Unlike the litigants of later queer court battles, who were groomed by lawyers or motivated by activism, Hester and Andree aren’t political. Hester has been so deeply closeted for so long, she can’t even imagine living openly. (The only gray clouds in the blue sky of their relationship come when Hester snaps at Andree for even thinking about answering her home phone or when she humiliates her lover by introducing her as her “roommate.”) Andree, meanwhile, can’t bring herself to fight for Hester’s pension, because doing so would mean admitting that her lover is going to die. Into the breach step Hester’s police partner Dane Wells (Michael Shannon, square of jaw and deep of voice), a straight, white conservative, and Steven Goldstein (Steve Carell), the very gay, very Jewish executive director of Garden State Equality, New Jersey’s LGBTQ advocacy group.

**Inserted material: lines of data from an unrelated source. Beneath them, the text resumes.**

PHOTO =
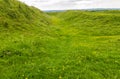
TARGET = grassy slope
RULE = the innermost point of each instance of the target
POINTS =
(67, 45)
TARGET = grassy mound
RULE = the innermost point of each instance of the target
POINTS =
(60, 45)
(18, 16)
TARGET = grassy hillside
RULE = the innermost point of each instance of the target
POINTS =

A couple of weeks ago, Kyle Buchanan wrote a stirring, impassioned post for Vulture, decrying what he calls a trend of “queer and trans films that are actually about straight people.” Buchanan observed that “by the end of Freeheld, Moore and Page have practically been relegated to background players so that the formerly reticent Shannon can rally the troops and deliver a final knockout monologue.” He’s not wrong about that—but what seems like a fault to Buchanan feels like a feature to me: What’s so powerful about Freeheld is its celebration of solidarity. Hester is deadly ill, and Andree is busy caring for her sick partner and fighting with insurance companies. Though they could easily have shrugged their shoulders and stood by while the widow lost the house she can’t afford alone, these friends and allies fight for the lesbian couple.

A viewing of the original documentary also suggests that, if anything, the feature film underplays the amount of support the women received from Wells and the citizens of Ocean County. Where the feature has Wells struggling to convince the rest of the squad to support their sick colleague, the nonfiction version shows cops lining up to lobby the freeholders much earlier in the process. And while Carell has been criticized for his over-the-top portrayal, judging from the documentary, the real Goldstein might be even more energetic.

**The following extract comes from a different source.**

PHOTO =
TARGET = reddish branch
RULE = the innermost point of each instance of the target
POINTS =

Speaking of verisimilitude, Freeheld is one of the “realest” feature films I’ve seen in ages. It’s hard to disguise the movie-star cheekbones of Moore and Page, but in this film, they sure look like working-class New Jersey lesbians—all mom jeans, sweatshirts, and boots worn in the house. Both actresses deserve kudos for eschewing the actorly flourishes that tend to win awards. The movie even sounds real—from the ever-present blast of Hester’s hairdryer, at least until she loses her over-styled tresses, to the sound of hands accidentally touching the microphone when people address the freeholders’ meetings. The police interrogation rooms, the county meeting hall, and the couple’s home don’t look like movie sets, and when you’ve seen the documentary, it’s clear that the real locations, not to mention the couple’s wardrobes, have been carefully, and accurately, re-created by Sollett.

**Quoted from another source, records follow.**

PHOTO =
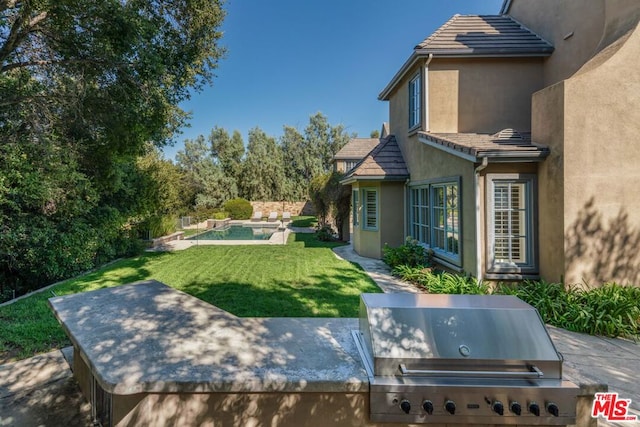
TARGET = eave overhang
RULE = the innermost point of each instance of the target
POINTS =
(374, 178)
(530, 153)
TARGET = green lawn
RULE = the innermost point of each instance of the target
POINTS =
(300, 279)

A feature film with top-shelf actresses, like Page and Oscar-winner Moore, will bring this sad, true story to millions more viewers than a documentary ever could. And this is a story that millions need to see, because it’s an essential reminder of how fragile our lives and happiness are.  When Laurel Hester reluctantly agrees to Steven Goldstein’s request that she record a video about her situation, she refuses to talk about marriage. All she wants is “equality,” she insists. It was that simple act of resistance that made the end of the movie feel less anti-climactic than I had feared it might be. When the final title card rolls by, noting that in June 2015 the Supreme Court made same-sex marriage legal nationwide, it didn’t feel like the fight is over. We might be able to get wed from Maine to Mississippi, but we still don’t have equality.